Dans les rangs de la majorité, c’est l’USFP qui s’est distinguée en mettant en œuvre pour la première fois sa stratégie de « soutien critique » au gouvernement, dont d’ailleurs l’Istiqlal avait usé du temps où Abderrahman Youssoufi dirigeait le gouvernement d’alternance. Et c’est Khalid Hariry , député du groupe socialiste, qui est monté au créneau en manifestant des inquiétudes sur les choix politiques qu implique la révision de la fiscalité, particulièrement celle de l’IS. Pour lui, la baisse de l’IS, qui se traduit par un manque a gagner pour le budget de près de 5 milliards de DH, n’est pas la meilleure façon d’encourager les entreprises marocaines. Ces cadeaux fiscaux profitent aux grandes entreprises et aux multinationales, a-t-il martelé. Cet avis est aussi partagé par le PJD.

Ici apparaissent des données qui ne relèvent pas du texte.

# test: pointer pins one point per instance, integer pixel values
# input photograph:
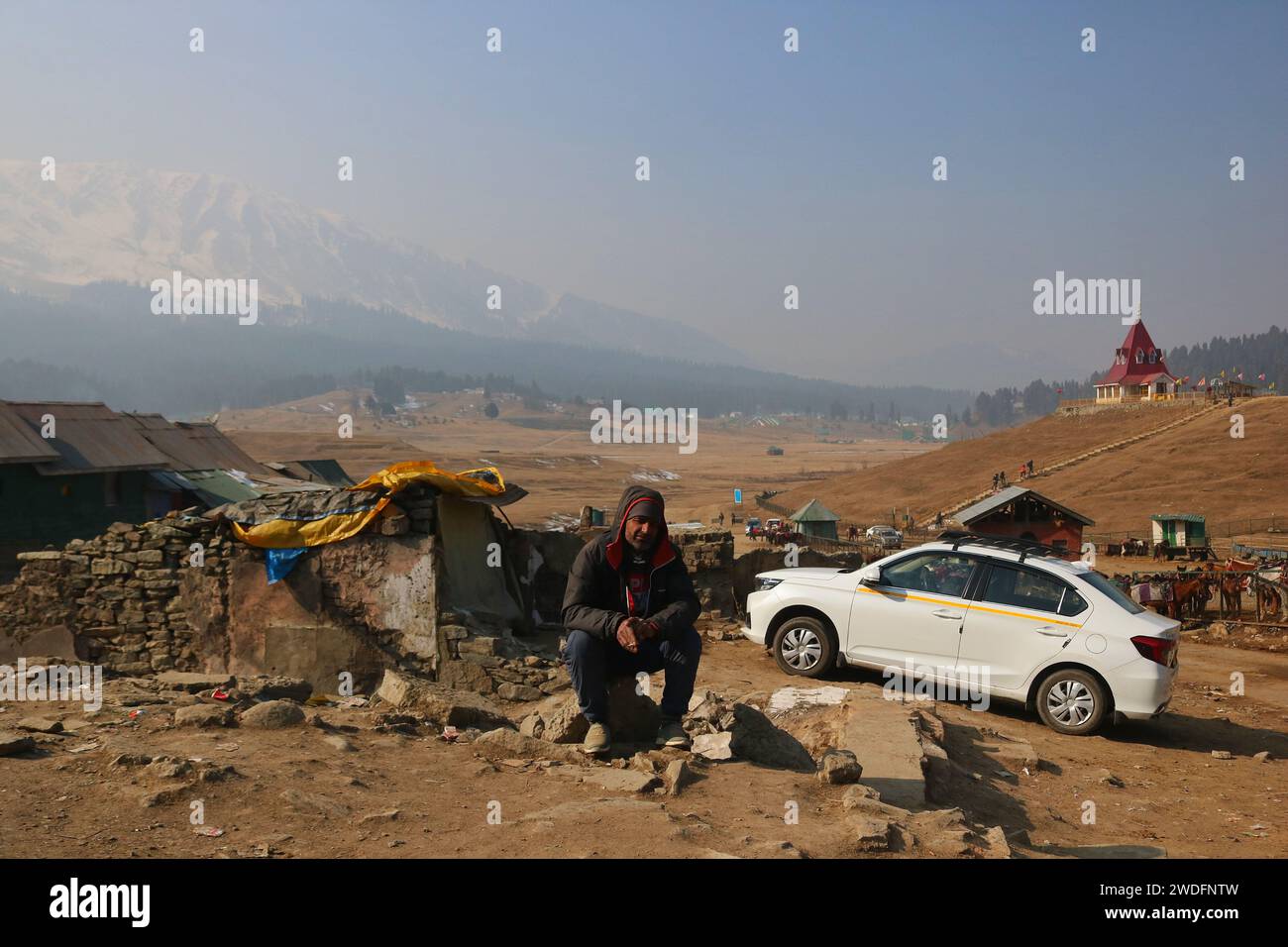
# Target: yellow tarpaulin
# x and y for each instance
(484, 480)
(343, 514)
(291, 534)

Pour convaincre, le député de la région d’El Jadida a cité, chiffres a l’appui, l’exemple de Maroc Telecom et celui de Lafarge. Pour le premier, le cadeau fiscal représente près de 2,2 milliards de DH (sur une législature de 5 ans) dont 1,2 milliard de DH iront dans les poches de Vivendi, a-t-il précisé. Pour le deuxième, la carotte fiscale serait de 200 millions de DH sur 5 ans. La aussi, une partie de ces montants ira a l’étranger sous forme de dividendes. Les chiffres cités par Hariry sont calculés sur la base des résultats de deux entreprises pour l’exercice 2006.
«Si l’Etat est prêt a céder près de 5 milliards de DH comme cadeau fiscal, autant que ça soit au niveau de l’IR qui profitera aux PME. Celles-ci ont un besoin pressant en encadrement pour pouvoir se développer et recruter facilement», ajoute le député qui intervenait au nom de l’USFP. En continuant le trend de la baisse de l’IR entamée l’année dernière, on augmente le pouvoir d’achat des citoyens qui se traduira par une hausse de la consommation, note- t-il. Idem pour la baisse de l’IS en faveur des banques. l’USFP compte le maintenir a 39,6%. En tout cas, tout cela sera contenu dans les amendements qui seront présentés prochainement.
Pour Hariry, le gouvernement devrait s’intéresser au drame de la campagne où les agriculteurs sont pris a la gorge. Les conditions y sont très difficiles, fragilisées par la flambée des prix des céréales et des produits alimentaires sur le marché mondial. A cela s’ajoutent les effets de la sécheresse et la pénurie des aliments de bétail. Ce dossier est explosif.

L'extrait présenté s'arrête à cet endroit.